Claude works the opposite way. The wall hits mid-build. You haven't finished anything. You've done two hours of collaborative work and then the product stops before you can see where it was going. That's not a neutral experience — it actively damages how you feel about the subscription.
I'm not saying Anthropic should copy Canva's pricing structure. The lesson is simpler: make the product earn the upgrade decision. Don't make the limit event be the thing that makes someone wonder if they should cancel.
What I'd prioritize: Handoff Mode
One thing. I'd build what I'd call Handoff Mode: proactive and structured rather than abrupt.

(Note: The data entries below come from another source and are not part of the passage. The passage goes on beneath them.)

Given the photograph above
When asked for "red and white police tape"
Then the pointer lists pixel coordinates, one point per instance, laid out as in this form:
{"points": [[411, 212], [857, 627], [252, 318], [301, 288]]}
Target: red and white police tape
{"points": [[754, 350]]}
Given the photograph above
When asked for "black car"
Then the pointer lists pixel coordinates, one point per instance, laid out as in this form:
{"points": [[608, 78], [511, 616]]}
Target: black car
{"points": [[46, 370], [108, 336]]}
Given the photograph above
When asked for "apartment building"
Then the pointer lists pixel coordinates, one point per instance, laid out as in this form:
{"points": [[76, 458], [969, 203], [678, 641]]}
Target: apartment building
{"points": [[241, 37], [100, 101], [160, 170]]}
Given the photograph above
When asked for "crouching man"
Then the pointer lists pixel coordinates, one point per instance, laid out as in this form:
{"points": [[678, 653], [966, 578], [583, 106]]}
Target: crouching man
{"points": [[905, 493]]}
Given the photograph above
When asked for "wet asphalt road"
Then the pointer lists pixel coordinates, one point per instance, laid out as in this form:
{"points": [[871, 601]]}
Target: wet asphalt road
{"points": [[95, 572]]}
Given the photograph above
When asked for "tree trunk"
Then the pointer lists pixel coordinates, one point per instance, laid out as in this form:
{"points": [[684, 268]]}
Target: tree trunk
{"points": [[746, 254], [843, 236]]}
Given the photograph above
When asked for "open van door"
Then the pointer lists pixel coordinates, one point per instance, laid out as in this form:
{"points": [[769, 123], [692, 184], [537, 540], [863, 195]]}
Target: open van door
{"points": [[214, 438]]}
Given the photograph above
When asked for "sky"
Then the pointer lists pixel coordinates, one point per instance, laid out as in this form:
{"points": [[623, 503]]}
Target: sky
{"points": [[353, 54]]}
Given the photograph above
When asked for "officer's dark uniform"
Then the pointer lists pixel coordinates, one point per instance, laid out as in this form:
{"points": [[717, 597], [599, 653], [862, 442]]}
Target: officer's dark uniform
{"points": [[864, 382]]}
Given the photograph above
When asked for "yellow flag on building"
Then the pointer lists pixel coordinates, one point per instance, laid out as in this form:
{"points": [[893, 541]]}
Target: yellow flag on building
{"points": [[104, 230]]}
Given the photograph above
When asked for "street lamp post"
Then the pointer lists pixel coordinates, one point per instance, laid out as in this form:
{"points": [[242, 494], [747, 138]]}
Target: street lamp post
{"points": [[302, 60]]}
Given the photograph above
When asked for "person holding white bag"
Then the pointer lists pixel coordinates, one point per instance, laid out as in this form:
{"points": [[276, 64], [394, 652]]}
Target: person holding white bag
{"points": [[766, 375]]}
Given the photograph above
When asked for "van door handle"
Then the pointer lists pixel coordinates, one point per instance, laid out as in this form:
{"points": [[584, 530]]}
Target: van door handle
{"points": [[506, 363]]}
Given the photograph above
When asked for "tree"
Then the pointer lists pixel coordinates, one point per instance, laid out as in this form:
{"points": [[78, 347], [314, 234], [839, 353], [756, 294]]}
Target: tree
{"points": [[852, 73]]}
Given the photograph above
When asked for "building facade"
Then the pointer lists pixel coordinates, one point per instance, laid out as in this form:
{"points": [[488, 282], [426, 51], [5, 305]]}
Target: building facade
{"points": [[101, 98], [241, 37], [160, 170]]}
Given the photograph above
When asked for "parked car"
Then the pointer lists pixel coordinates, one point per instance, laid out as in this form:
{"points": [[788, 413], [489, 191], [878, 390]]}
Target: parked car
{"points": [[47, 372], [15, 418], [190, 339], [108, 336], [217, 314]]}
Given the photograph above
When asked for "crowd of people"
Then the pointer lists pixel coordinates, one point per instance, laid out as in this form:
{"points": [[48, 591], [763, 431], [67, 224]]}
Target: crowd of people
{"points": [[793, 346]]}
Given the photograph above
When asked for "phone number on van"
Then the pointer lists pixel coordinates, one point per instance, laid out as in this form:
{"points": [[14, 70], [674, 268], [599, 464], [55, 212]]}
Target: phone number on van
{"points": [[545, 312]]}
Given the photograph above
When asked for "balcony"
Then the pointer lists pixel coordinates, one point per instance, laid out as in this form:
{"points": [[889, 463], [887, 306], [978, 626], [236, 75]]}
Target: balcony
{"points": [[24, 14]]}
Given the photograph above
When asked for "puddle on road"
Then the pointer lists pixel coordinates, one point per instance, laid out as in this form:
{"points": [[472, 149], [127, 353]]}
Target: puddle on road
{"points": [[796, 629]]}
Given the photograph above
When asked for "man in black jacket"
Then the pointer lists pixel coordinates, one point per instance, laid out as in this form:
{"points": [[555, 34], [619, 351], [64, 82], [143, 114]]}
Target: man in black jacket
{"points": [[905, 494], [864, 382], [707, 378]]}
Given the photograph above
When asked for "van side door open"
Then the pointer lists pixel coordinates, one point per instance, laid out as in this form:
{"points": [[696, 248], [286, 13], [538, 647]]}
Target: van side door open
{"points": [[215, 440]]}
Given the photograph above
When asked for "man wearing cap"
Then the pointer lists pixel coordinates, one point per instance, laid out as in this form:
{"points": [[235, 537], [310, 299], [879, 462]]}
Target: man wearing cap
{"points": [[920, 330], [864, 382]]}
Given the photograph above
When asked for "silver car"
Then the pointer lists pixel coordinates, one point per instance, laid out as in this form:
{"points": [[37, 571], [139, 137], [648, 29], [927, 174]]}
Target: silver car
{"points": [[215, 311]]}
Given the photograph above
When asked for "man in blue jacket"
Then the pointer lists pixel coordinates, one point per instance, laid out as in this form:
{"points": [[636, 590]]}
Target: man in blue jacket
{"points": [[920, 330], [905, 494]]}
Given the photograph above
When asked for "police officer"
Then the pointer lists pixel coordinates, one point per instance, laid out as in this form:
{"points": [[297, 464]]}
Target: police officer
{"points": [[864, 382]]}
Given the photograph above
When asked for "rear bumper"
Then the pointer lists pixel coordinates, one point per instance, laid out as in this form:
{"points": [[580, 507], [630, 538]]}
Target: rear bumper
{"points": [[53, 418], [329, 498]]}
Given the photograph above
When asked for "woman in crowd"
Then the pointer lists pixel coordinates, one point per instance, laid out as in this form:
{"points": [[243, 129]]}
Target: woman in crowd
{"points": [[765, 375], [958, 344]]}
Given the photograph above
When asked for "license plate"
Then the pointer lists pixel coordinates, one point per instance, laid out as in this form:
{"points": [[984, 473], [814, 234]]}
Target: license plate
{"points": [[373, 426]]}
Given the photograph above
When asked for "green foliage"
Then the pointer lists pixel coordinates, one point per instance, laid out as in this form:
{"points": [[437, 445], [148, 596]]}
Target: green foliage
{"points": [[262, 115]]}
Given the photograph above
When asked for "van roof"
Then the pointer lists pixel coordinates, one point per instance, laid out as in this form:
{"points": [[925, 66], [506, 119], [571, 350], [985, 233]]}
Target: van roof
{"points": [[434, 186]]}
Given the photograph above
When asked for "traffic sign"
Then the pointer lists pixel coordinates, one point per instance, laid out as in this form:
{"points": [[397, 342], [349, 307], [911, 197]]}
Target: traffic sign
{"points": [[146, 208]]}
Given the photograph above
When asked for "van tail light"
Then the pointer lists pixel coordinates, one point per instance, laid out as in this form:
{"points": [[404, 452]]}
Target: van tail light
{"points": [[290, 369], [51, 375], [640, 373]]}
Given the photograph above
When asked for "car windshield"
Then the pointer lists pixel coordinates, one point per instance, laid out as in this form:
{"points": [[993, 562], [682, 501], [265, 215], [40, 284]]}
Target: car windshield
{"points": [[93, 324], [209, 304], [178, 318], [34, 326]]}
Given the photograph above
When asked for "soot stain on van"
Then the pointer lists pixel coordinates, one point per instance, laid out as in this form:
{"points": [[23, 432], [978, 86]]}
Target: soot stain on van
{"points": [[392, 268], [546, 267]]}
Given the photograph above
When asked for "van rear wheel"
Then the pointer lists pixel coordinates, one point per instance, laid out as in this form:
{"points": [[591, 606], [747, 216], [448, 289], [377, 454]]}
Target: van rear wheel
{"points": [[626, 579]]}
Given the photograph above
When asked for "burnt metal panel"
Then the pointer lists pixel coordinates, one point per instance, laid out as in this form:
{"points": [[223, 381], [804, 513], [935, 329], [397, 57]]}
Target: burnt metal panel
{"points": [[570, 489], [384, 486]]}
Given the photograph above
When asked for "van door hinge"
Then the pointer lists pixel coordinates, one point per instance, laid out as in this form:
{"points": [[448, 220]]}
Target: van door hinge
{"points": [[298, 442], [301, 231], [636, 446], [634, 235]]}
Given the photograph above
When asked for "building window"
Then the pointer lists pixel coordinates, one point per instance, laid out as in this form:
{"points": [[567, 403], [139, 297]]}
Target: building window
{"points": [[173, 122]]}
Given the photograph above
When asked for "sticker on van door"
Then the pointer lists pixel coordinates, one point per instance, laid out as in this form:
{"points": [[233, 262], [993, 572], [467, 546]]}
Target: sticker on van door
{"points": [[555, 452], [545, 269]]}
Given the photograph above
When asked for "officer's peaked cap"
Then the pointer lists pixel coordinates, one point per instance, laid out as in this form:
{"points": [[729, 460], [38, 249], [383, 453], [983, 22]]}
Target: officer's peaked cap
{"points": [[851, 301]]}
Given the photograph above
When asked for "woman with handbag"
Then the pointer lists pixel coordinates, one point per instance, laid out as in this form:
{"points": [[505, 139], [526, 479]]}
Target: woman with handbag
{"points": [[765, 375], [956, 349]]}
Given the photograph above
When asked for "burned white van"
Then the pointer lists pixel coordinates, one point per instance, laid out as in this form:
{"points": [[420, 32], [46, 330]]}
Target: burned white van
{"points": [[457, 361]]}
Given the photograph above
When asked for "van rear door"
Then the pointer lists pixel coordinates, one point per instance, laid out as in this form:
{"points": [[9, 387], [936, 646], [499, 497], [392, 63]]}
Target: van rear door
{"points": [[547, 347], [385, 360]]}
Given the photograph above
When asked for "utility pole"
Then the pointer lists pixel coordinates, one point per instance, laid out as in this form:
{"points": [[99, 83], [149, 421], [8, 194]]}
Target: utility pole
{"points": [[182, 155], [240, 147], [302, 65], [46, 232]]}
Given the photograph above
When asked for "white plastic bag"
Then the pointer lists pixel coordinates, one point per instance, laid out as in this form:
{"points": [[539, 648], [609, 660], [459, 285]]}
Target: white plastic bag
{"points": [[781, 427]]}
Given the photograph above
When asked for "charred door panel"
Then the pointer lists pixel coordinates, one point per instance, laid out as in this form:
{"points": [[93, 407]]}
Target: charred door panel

When Claude can see it's running low — around 80% of context, not 98% — it tells you clearly. Token usage, a plain-English read on what's left, a projection of what can still get done. No alarm bells, just information while you can still act on it.
Phase 1: Proactive visibility
When Claude detects it's approaching roughly 80% of the context window, it surfaces a lightweight status update inline: token usage as a percentage, a plain-language read on what's left, and a projection of what can realistically be completed in the current session. Not a warning, not a hard wall. A clear look at the situation while there's still time to act on it.

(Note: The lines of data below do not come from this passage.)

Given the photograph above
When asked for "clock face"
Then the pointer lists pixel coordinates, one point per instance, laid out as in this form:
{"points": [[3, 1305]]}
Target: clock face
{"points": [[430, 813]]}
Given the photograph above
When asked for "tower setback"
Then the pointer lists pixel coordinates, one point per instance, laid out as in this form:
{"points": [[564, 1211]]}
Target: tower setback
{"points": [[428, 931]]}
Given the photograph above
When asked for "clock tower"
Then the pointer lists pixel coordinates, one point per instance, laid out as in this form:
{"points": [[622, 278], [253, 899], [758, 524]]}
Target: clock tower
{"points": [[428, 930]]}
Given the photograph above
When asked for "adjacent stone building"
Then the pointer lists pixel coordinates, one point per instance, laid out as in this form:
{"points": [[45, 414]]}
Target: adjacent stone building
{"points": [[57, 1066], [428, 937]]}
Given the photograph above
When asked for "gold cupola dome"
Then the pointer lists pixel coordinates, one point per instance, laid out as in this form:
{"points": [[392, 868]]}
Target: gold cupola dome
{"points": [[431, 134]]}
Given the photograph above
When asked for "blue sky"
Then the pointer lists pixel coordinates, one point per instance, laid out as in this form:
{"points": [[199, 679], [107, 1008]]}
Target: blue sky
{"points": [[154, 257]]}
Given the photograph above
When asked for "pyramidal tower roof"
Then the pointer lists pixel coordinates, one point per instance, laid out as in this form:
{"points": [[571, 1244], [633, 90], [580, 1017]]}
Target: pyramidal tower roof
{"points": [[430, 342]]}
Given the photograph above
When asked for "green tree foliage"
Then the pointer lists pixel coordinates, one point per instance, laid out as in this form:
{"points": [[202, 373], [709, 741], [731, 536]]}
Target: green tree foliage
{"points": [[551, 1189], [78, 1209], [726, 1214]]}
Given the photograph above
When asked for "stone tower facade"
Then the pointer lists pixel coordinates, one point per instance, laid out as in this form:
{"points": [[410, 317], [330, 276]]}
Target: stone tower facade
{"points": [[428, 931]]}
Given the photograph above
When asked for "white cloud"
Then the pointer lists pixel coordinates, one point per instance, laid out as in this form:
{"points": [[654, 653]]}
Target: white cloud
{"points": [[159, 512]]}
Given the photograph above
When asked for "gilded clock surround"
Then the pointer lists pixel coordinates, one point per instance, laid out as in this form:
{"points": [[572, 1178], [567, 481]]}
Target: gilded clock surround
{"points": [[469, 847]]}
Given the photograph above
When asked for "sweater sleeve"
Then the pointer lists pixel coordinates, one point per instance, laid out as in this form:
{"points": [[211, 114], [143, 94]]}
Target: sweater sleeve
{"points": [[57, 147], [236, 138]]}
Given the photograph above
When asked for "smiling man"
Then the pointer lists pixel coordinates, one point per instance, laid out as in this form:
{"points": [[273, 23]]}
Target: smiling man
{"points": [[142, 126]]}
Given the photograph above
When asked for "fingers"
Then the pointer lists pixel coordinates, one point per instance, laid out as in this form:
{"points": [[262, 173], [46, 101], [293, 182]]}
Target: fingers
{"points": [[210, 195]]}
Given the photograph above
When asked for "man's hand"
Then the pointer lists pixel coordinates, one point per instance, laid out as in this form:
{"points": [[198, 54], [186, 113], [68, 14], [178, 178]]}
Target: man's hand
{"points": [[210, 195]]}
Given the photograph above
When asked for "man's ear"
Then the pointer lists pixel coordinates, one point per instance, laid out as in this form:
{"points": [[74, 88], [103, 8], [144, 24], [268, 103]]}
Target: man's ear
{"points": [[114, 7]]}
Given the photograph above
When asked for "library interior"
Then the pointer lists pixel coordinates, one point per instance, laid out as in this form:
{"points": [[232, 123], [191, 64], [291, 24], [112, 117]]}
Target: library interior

Phase 2: Structured checkpoint
If the session is going to hit the limit mid-task, Claude proactively generates a checkpoint document before cutting off. Not a transcript. A structured handoff:
- What's been completed
- Decisions made and the reasoning behind them
- What's remaining, in priority order
- The exact prompt to resume intelligently in a new session
Phase 3: Cross-surface continuity
The checkpoint becomes a resumption point that works across surfaces. Start in Claude Code, pick up in claude.ai, continue via the API. One user, one task, coherent context regardless of where you're working.
On autonomous continuation
The obvious next idea: let Claude keep working in the background when your quota resets. Queue the remaining tasks, run them when limits refresh, send a notification when something's done. I've thought about this and I think it's the right long-term direction, with a real caveat.

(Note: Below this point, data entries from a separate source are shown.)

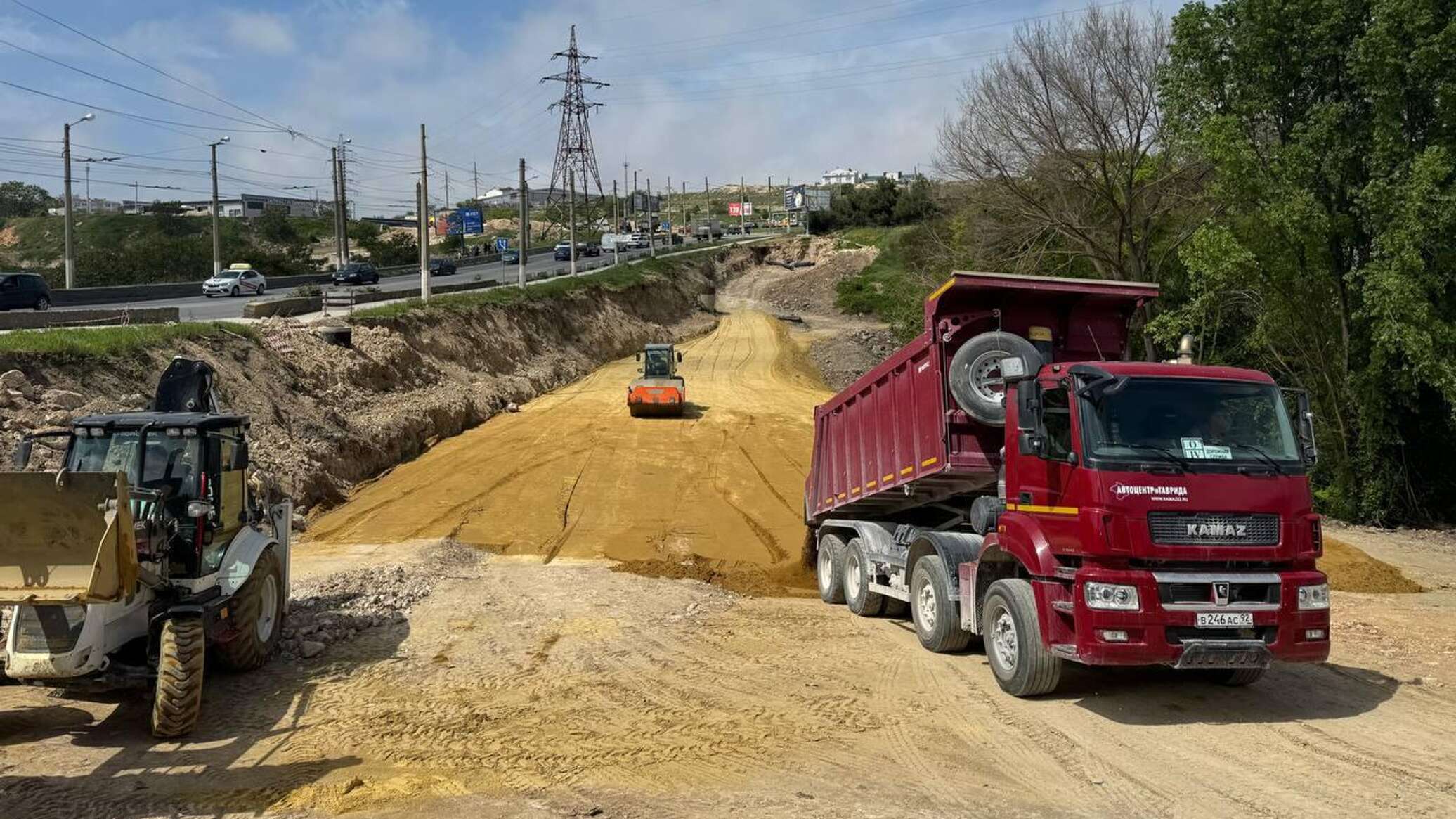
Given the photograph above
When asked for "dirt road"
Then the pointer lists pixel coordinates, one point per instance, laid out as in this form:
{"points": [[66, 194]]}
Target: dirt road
{"points": [[532, 688], [571, 474]]}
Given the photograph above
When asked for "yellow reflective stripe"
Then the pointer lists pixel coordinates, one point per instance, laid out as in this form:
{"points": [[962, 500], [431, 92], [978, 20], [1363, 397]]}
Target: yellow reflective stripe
{"points": [[941, 289], [1041, 509]]}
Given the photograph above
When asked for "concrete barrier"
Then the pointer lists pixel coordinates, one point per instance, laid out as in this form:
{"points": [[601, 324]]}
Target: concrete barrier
{"points": [[41, 320]]}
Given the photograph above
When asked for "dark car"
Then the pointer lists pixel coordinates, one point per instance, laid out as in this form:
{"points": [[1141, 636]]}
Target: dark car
{"points": [[356, 273], [24, 290]]}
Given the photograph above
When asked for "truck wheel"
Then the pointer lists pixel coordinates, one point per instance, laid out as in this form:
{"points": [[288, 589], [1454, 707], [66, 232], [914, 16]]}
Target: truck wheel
{"points": [[1234, 678], [976, 373], [857, 582], [932, 608], [256, 611], [1021, 664], [829, 569], [178, 695]]}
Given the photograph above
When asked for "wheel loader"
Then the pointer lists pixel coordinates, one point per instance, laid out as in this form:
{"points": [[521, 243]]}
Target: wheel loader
{"points": [[660, 391], [145, 560]]}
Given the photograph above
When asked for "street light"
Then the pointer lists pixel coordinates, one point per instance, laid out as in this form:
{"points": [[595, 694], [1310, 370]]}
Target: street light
{"points": [[70, 245], [217, 243]]}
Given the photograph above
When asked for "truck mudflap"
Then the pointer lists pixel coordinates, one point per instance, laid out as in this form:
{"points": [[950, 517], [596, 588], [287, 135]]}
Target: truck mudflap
{"points": [[67, 538], [1225, 654]]}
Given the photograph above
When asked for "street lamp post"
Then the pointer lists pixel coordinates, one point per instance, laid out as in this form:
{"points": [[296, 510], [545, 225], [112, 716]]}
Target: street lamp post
{"points": [[70, 243], [217, 241]]}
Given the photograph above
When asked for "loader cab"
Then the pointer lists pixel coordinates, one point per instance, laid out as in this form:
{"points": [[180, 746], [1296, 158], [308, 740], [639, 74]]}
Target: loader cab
{"points": [[188, 472]]}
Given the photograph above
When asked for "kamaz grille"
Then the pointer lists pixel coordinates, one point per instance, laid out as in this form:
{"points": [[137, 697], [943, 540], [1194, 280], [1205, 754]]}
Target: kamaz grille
{"points": [[48, 630], [1214, 529]]}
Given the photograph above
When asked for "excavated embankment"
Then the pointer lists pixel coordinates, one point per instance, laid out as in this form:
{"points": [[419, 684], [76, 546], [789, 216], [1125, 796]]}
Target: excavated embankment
{"points": [[325, 418]]}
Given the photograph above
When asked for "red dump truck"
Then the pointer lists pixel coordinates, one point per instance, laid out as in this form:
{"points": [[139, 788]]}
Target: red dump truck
{"points": [[1014, 478]]}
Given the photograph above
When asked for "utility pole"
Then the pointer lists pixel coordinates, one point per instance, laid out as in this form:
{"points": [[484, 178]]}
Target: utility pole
{"points": [[424, 216], [70, 244], [526, 228], [651, 222], [571, 219], [217, 241]]}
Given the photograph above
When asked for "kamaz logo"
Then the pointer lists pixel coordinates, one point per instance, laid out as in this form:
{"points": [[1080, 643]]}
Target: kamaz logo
{"points": [[1218, 529]]}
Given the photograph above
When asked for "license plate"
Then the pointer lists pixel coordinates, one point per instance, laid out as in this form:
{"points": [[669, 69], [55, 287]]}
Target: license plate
{"points": [[1225, 620]]}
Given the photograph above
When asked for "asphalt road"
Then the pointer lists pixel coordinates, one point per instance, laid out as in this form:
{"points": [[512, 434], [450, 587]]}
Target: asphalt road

If Claude misreads something on step two of an autonomous run, steps three through five build on that misread. You come back to output that looks finished but isn't. Debugging that is worse than resuming a paused session yourself — the time you'd save doesn't cover the trust repair when it goes wrong.
Build the checkpoint and persistence layer first. Let people get comfortable with Claude accurately representing where work stands. Then add autonomous continuation as something you opt into, with clear guardrails on what Claude can and can't do without checking in. The mobile notification at that stage is a progress card — what got done, what's next, one tap to review. Not a screenshot of code. Think how a good CI/CD pipeline surfaces a build result: proof of work, not just a status.
The metric I care about
The number I'd track first is session continuation rate: how many users who hit a limit come back to the same task within 24 hours. My guess is it's pretty low. Hitting a limit feels like a hard stop, not a pause. People close the tab.
Handoff Mode is specifically built to move that number. And it's clean to measure — run it against a control group, watch continuation rates and time-to-resume over 30 days, and you know pretty quickly if it's working.
What this is really about
Anthropic doesn't have a capability problem. Claude is good enough that people pay for it without being asked twice. What they do have is a product that regularly creates moments where users reconsider. A badly handled limit event is exactly that moment — you're invested in something, it stops, and now you're thinking about whether this subscription makes sense.
Handoff Mode doesn't make the context window bigger. It makes the end of the context window feel less like the product giving up on you. Session continuation rate and upgrade conversion from limit events are both things you can move with better UX, without needing to wait on model research to ship.
The upgrade conversation should happen when the product is working for you, not when it's stopping you.